Histoire de nous aider à défendre l’action du gouvernement pendant le réveillon, LREM a publié une plateforme interactive « pour nous accompagner dans nos échanges avec nos amis, nos familles, nos voisins, nos collègues  ». Ça promet…


 

En 1975, Giscard dînait avec des français ordinaires afin de « regarder la France au fond des yeux » – l’histoire retiendra qu’une Charlotte aux fraises lui fut servie en dessert. Fin 2018, post chaos Gilet Jaune, c’est LREM toute entière qui s’invite entre la bûche déstructurée et le chapon revisité à la table des français sous la forme d’un guide de survie à l’usage des militants afin de répondre aux Macron-sceptiques voire à quelques Gilets jaunes prêts à en découdre.

« Il est très difficile de s’en sortir avec un petit salaire »

Ce guide prend la forme d’une plateforme interactive « élaborée pour nous accompagner dans nos échanges avec nos amis, nos familles, nos voisins, nos collègues… bref nos concitoyens ».

La chose se présente de manière assez ludique, un peu comme un test psycho d’un magazine féminin et tout aussi vain.
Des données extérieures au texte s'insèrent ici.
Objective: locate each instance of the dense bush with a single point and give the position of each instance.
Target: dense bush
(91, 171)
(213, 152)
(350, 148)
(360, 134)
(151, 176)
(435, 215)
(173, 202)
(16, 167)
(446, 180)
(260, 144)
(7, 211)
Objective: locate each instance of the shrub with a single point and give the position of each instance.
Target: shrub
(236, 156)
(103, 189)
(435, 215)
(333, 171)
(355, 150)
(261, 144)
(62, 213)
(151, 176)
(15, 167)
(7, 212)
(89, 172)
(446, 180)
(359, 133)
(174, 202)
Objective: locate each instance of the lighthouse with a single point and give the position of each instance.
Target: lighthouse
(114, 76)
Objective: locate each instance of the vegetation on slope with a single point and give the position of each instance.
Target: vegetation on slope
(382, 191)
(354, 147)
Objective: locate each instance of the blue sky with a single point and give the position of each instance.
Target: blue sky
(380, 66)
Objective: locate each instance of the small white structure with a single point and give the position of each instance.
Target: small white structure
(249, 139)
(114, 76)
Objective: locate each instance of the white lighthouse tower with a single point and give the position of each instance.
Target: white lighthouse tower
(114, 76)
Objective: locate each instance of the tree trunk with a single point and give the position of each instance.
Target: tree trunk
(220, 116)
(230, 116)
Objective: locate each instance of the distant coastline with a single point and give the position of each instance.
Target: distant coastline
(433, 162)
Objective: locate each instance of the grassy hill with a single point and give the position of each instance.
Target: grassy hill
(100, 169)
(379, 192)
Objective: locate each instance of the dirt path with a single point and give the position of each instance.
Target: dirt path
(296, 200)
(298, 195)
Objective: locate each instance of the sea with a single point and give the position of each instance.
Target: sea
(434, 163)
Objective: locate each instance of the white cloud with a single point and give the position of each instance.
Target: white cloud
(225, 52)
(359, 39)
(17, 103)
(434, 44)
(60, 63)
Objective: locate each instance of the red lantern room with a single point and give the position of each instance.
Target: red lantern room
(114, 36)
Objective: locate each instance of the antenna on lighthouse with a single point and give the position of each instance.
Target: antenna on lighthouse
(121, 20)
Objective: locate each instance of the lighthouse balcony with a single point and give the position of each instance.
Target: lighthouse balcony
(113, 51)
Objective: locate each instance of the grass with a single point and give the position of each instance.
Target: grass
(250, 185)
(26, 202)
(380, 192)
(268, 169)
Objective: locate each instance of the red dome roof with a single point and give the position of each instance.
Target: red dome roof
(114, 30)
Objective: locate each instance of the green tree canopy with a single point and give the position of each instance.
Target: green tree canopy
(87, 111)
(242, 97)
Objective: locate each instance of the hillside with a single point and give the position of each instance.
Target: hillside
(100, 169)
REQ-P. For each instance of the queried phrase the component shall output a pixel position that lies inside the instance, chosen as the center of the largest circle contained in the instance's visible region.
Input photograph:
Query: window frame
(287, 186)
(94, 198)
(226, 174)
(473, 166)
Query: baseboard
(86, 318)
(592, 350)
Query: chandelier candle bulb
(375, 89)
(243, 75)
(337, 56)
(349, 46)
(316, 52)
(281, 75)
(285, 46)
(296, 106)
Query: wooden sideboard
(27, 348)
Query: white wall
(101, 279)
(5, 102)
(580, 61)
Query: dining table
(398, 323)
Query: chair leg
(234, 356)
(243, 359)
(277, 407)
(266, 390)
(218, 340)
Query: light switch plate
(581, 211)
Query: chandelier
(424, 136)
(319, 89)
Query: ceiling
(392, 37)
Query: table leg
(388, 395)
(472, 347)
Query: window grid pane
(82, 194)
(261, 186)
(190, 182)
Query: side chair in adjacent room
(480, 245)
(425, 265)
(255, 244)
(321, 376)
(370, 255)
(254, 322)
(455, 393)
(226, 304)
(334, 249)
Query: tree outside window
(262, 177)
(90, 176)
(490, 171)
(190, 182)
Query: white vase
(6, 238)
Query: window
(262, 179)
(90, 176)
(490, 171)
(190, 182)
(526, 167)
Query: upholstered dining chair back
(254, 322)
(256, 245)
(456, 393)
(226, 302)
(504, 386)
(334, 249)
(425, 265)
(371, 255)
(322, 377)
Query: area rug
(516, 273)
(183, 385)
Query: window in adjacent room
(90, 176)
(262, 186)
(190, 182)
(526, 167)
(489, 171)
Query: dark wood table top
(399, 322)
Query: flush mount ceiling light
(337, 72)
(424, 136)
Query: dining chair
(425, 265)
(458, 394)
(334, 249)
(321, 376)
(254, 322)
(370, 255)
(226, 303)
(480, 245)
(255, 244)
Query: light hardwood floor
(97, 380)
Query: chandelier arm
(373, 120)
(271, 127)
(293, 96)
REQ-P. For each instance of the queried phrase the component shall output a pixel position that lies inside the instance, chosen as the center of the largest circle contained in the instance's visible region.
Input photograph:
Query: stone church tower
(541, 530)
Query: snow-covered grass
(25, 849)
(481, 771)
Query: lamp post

A la question « je ne m’en sors pas » si on clique sur « mon salaire est trop faible», on conseille au militant de répondre « c’est vrai qu’il est très difficile de s’en sortir avec un petit salaire » . Sans blague. Et là notre macroniste devra se dépatouiller, avec l’aide de quelques mots clé pour expliquer le système de la prime d’activité. L’ensemble est simpliste, infantilisant, et noie le poisson, à l’affirmation « vous êtes déconnectés du peuple » le marcheur devra répondre : « nous allons discuter ».

Les macronistes dubitatifs

Un peu interloquée, j’ai tout de même interrogé quelques militants sur l’utilité de ce manuel. En faisant un condensé des réponses, aucun ne m’a semblé très convaincu : « Il y a de bonnes choses mais la démarche est un peu ridicule » ou encore : « je ne vois pas comment ça servirait en « live » ». La propagande du vide aurait-elle atteint ses limites ?

Une question se pose cependant : nageons-nous en plein totalitarisme soft ? Sans sombrer dans un point Godwin qui serait totalement hors de propos, notons que cela y ressemble : « Le régime totalitaire tente de s’immiscer dans la sphère privée et intime, en imposant à tous les citoyens l’adhésion à une communauté obligatoire, hors de laquelle ils sont considérés comme ennemis de la communauté. ». Dans notre petit livre rouge du bon macroniste, il est aussi bien sûr recommandé de faire du recrutement « vous pouvez inviter votre interlocuteur à participer à la prochaine réunion publique organisée dans votre ville. » Bientôt des réunions de « rééducation » pour GJA (Gilet Jaune Anonymes) ?

En appelant Hannah Arendt à la rescousse, l’hypothèse d’une forme de totalitarisme se dessine nettement. «Les mouvements totalitaires avaient moins besoin de l’absence de structure d’une société de masse que des conditions spécifiques d’une masse atomisée. » Notre pays est tellement exsangue, déboussolé, à bout de souffle que la colère est-elle même atomisée, les Gilets jaunes étant incapables pour l’instant de remplir le vide de la macronie autrement que par la violence de leur désespoir.